Strategists are coming around to the idea that Japan is the place to be in 2017, with Morgan Stanley the latest to embrace one of the year’s biggest comeback stories at the expense of America’s aging bull market.
Morgan Stanley joins Japan’s largest brokerage, Nomura Holdings Inc., in saying that the country’s bull run will continue into 2017 and recommends selling U.S. shares to fund the trade. It’s a dramatic turnaround after investors fled one of the worst performing markets earlier this year as traders lost faith in Abenomics. The Topix index has rallied for a 12th straight day to the highest level since January.
“The gains in a plausible bull case look larger than before, fueled by the prospect of fiscal expansion, rising earnings and a return of true animal spirits,” according to a 43-page report dated Nov. 27 from the U.S. bank’s cross-asset strategy team led by Andrew Sheets.

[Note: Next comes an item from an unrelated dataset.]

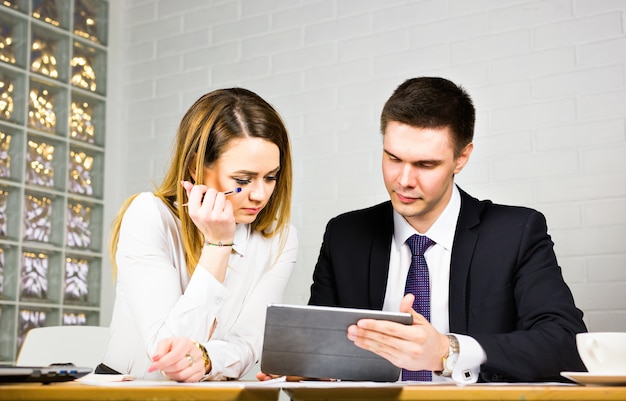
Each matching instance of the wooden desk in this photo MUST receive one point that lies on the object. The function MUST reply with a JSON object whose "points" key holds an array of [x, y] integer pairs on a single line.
{"points": [[454, 393], [76, 391]]}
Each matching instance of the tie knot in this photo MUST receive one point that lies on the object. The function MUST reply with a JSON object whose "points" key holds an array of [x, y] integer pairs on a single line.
{"points": [[419, 244]]}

It’s that time of the year when investors and analysts dust off their crystal balls and prognosticate on the direction of a multitude of securities. Japan’s Topix may climb as much as 24 percent in 2017 as earnings-per-share expands faster than any other region in the world, according to Sheets.

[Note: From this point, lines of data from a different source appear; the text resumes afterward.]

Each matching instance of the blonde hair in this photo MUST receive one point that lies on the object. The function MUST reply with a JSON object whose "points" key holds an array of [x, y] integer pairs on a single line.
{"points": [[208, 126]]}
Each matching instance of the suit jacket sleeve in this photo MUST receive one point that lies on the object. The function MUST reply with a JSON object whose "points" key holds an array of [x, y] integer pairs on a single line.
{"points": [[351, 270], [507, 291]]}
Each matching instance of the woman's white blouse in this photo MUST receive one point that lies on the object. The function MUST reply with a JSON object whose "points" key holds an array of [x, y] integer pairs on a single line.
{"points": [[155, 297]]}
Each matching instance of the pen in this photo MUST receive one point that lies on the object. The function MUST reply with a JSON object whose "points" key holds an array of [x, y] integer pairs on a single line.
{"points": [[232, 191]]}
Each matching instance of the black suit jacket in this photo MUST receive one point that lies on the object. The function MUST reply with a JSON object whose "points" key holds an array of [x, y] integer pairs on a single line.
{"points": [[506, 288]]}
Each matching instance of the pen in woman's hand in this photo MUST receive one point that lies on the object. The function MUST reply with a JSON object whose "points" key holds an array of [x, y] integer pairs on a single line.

Norikazu Akedo, a senior managing director at Nomura’s brokerage unit, predicts the Nikkei 225 Stock Average will rise as much as 14 percent above Friday’s close of 18,381.22, according to a forecast issued Nov. 18.

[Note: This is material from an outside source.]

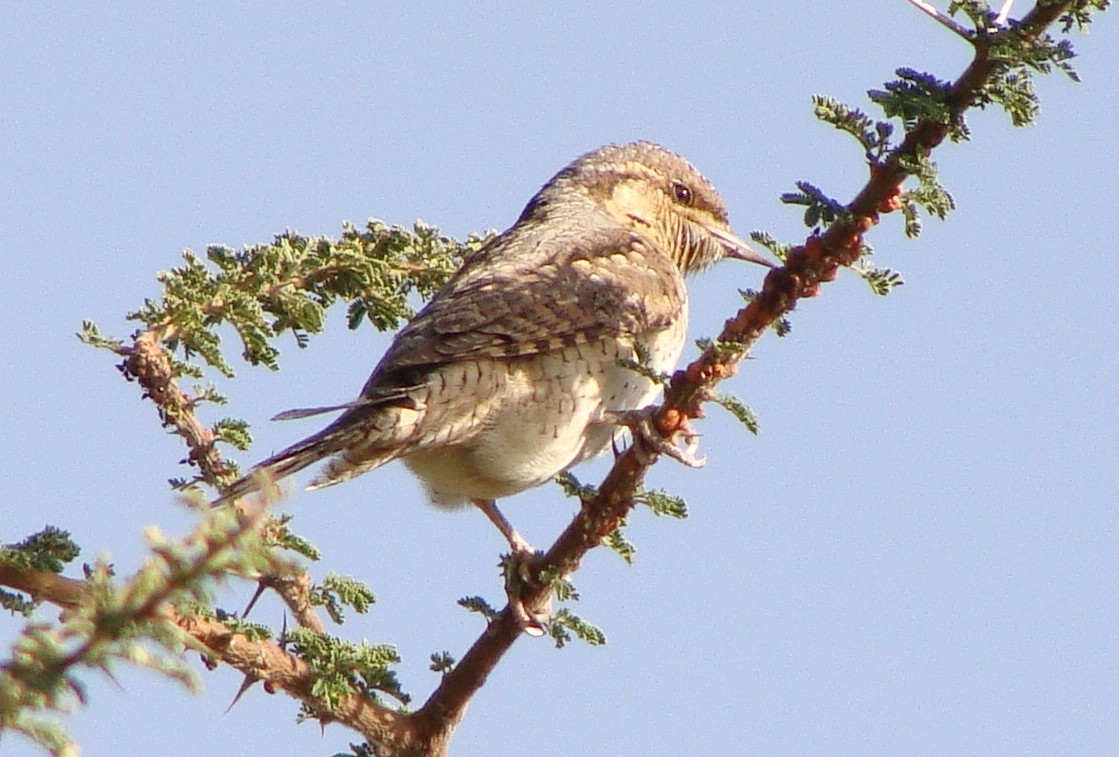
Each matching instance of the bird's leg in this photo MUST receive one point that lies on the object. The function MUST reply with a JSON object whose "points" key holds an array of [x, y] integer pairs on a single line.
{"points": [[517, 570], [518, 543], [649, 440]]}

Morgan Stanley’s position on Japan is part of the firm’s broader strategy to cut credit exposure and sell equities in the U.S. and emerging markets, a reversal of its previous advice. Investors should also buy shares in Europe, where earnings are seen recovering, said Sheets. He’s keeping more in cash and telling clients that volatility in markets over the next three months may require investors to act even faster than usual.
“Japan becomes our top market, with attractive long-run valuations, some cyclical strength” and good earnings growth prospects, according to the U.S. bank.